I shared that last story with a friend who is a physician in Belgium.  She said that's it's hard to believe: the kinds of objects that people come in that are shoved up their, errr... rear.  Some people have even died from it.

What fascinated me most about that story though is that it was a live round from World War I.  That was over a hundred years ago.  Over the years there have been quite a few stories about still-live shells from that conflict being found.  So much of France and Belgium came under artillery fire during the Great War that it's possible there will still be undetonated shells found for the next one hundred years.

Maybe I should make "news of the weird" a regular feature on this blog.  What do y'all think?


Thursday, June 06, 2019

"To remember"

"Soldiers, Sailors and Airmen of the Allied Expeditionary Force!  You are about to embark upon a great crusade, toward which we have striven these many months.  The eyes of the world are upon you.  The hopes and prayers of liberty loving people everywhere march with you.  In company with our brave Allies and brothers in arms on other fronts, you will bring about the destruction of the German war machine, the elimination of Nazi tyranny over the oppressed peoples of Europe, and security for ourselves in a free world.

"Your task will not be an easy one.  Your enemy is well trained, well equipped and battle hardened.  He will fight savagely.

"But this is the year 1944!  Much has happened since the Nazi triumphs of 1940-41.  The United Nations have inflicted upon the Germans great defeats, in open battle, man to man.  Our air offensive has seriously reduced their strength in the air and their capacity to wage war on the ground.  Our home fronts have given us an overwhelming superiority in weapons and munitions of war, and placed at our disposal great reserves of trained fighting men.  The tide has turned!  The free men of the world are marching together to victory!

"I have full confidence in your courage, devotion to duty, and skill in battle.  We will accept nothing less than full victory!

"Good luck!  And let us all beseech the blessings of Almighty God upon this great and noble undertaking."

~ message transmitted to the personnel of Operation OVERLORD - the invasion of the Normandy Coast - by General Dwight D. Eisenhower.  June 6, 1944.


National D-Day Memorial
Bedford, Virginia


Wednesday, March 07, 2007

France bans citizen journalists from reporting violence

I was in France years ago. It's a nice place that gets too much of a bad rap: I found the people to be quite friendly (and the food there is delicious). But when they screw up... maaaaan can they do it bigtime.
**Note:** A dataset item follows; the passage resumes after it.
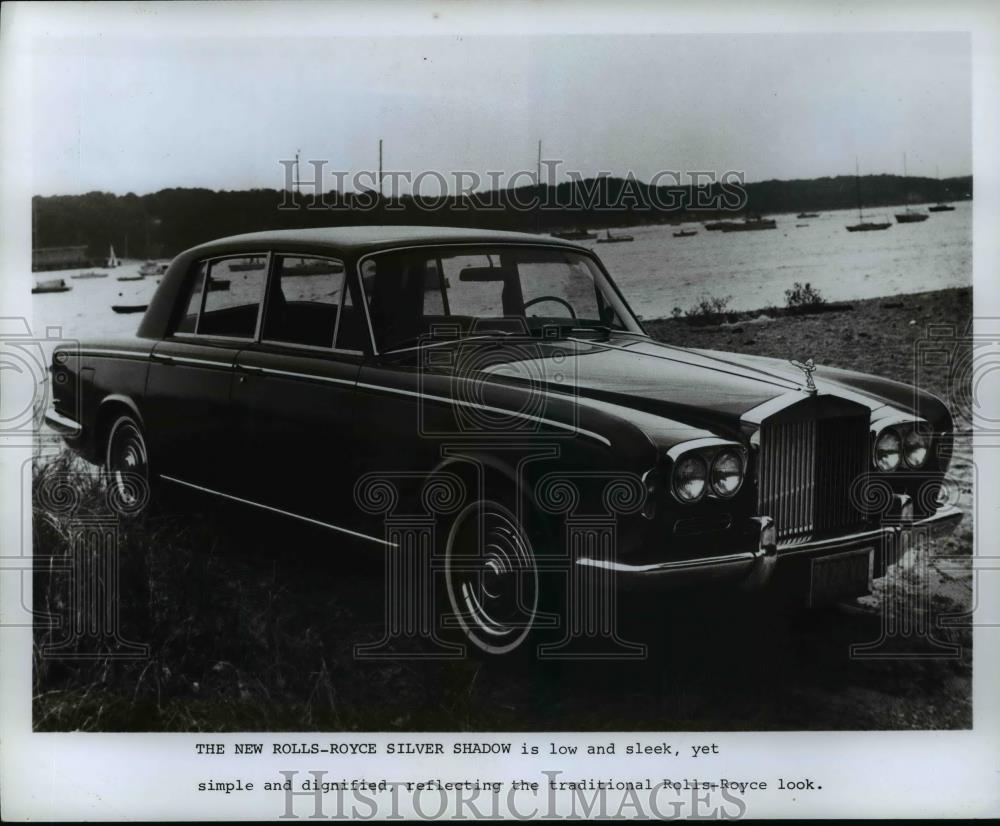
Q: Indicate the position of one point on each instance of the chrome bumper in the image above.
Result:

The French government has made it illegal for anyone other than "professional journalists" to video or otherwise document acts of violence.

First of all, what the hell is a "professional journalist"? Journalism isn't something you're supposed to have a license to practice. You don't even need a formal education to be one. Just go out and find stuff and then share what you got with others. It can be either something you do full-time for pay or something you simply do for the love and passion of it (which is what I'm doing presently).

Smells about time that them French peoples have another revolution, if they're letting stuff like this happen. But then I remember that the U.S. Congress has recently attempted to force bloggers in this country to register as "lobbyists" with the federal government.

Someone explain to me again how it is that we're supposed to be better than the old hard-line Soviets.